Tim nodded at Jay. "Back by eleven, got it?"

Tony made an incredulous face, but Jay only nodded agreement before heading for the door after Tony.

"You know where he goes?" he asked Angela, after the door shut behind him.

His son out there walking those streets he once did seemed like some kind of loop in time. Some mistake.

Jay could handle himself. No boy could handle himself against five others, against a knife.

"His friends got one of those video game things. He doesn't go far. I know some things, Tim."

"The kids still do all that soc and greaser shit now?"

"Don't think so," Angela said. "But everyone still knows who comes from the wrong side of town, that doesn't change."

Then she smiled.

"Jay really going to come home at eleven is he?

"He better do," Tim said. "Anyway we got to get back over to the hotel still."

"He was pissed off, though."

"Nah he wasn't."

"Didn't show it you mean? He's just like you, Tim."

"Except for throwing a good punch he ain't like me at all."

She didn't even know his boys. She didn't even know him anymore.

But she was nodding. "He got that blank look he gives you if he doesn't want you to know what he's thinking. Doesn't talk about his mother. Come on Tim, you can't tell me he never wonders about her."

Tim stood up, took a drag on his cigarette.

"I never gave our old man a second thought after he ditched us."

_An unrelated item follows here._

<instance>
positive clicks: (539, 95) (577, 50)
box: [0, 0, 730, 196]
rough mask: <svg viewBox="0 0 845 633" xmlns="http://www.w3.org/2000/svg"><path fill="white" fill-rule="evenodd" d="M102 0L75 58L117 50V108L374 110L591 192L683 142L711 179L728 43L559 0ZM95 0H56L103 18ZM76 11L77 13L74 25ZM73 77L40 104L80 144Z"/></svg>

"You're a liar," she said. "I used to snoop through your draws all the time, looking for cigarettes, cash. You kept that photo of him."

He was headed for the door out to the backyard, so he could smoke his cigarette in peace without her poking on at him. He forgot what she could be like. Never let a thing go.

"Forgot to chuck it out I guess," he said.

The last of the sun cast long shadows over the yard. He thought about Jay again, out in the night. She was wrong.